Methods Eight patients (age 26-82 years) with severe acute CO poisoning were enrolled, concomitant with eight healthy controls (age 27-42 years), in a prospective, controlled, clinical study. The patients were given three HBO2 treatments (2.8 atmospheres absolute, 100 minutes) within the first 24 hours. The controls were given identical simultaneous HBO2treatments. Venous blood samples were taken before and after each treatment.

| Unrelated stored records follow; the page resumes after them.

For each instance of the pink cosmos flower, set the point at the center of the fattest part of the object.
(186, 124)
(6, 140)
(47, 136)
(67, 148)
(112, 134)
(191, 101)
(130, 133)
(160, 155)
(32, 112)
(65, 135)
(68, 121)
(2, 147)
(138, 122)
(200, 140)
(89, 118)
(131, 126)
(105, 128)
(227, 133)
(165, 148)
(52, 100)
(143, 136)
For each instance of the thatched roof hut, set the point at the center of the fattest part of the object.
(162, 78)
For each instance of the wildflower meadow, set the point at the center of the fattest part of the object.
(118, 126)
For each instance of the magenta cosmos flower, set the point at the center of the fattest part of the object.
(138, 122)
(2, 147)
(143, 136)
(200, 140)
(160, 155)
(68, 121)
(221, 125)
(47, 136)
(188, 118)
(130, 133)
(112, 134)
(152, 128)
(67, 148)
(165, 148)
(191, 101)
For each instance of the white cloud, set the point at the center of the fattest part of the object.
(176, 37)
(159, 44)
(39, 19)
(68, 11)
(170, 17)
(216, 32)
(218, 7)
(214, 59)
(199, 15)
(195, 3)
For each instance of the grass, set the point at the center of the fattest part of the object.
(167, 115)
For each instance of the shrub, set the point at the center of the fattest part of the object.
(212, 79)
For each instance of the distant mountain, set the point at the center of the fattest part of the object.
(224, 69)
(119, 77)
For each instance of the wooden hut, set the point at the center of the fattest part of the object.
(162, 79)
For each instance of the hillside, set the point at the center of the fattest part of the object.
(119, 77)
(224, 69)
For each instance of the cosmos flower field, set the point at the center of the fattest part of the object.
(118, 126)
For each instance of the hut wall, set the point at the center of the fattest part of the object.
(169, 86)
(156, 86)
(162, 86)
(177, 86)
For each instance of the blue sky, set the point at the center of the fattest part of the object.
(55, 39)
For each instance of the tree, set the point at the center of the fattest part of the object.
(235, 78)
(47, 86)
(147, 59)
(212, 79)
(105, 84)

Results At the start of the HBO2 treatment, patients displayed significantly higher blood neutrophil counts (p < .0001) and plasma cortisol levels (p = .020) than controls, but the two groups had similar values for interleukin-8, granulocyte colony-stimulating factor (G-CSF), neutrophil H2O2 generation, and CD16 and CD18 surface expression. During the observation time, neutrophil H2O2 accumulation declined in patients and in controls (p = .031), whereas the up-regulation of CD18 expression increased (p = .002) in both groups. Moreover, G-CSF levels became significantly higher in patients than in controls (p = .015). G-CSF levels also correlated significantly with neutrophil counts.
Conclusion CO poisoning was associated with discrete changes of blood neutrophil counts, cortisol, and G-CSF plasma concentrations. HBO2 treatment modulated neutrophil generation of H2O2 and surface expression of CD18. These changes may be part of the cascade of events leading to the sequelae of CO poisoning and their attenuation by HBO2.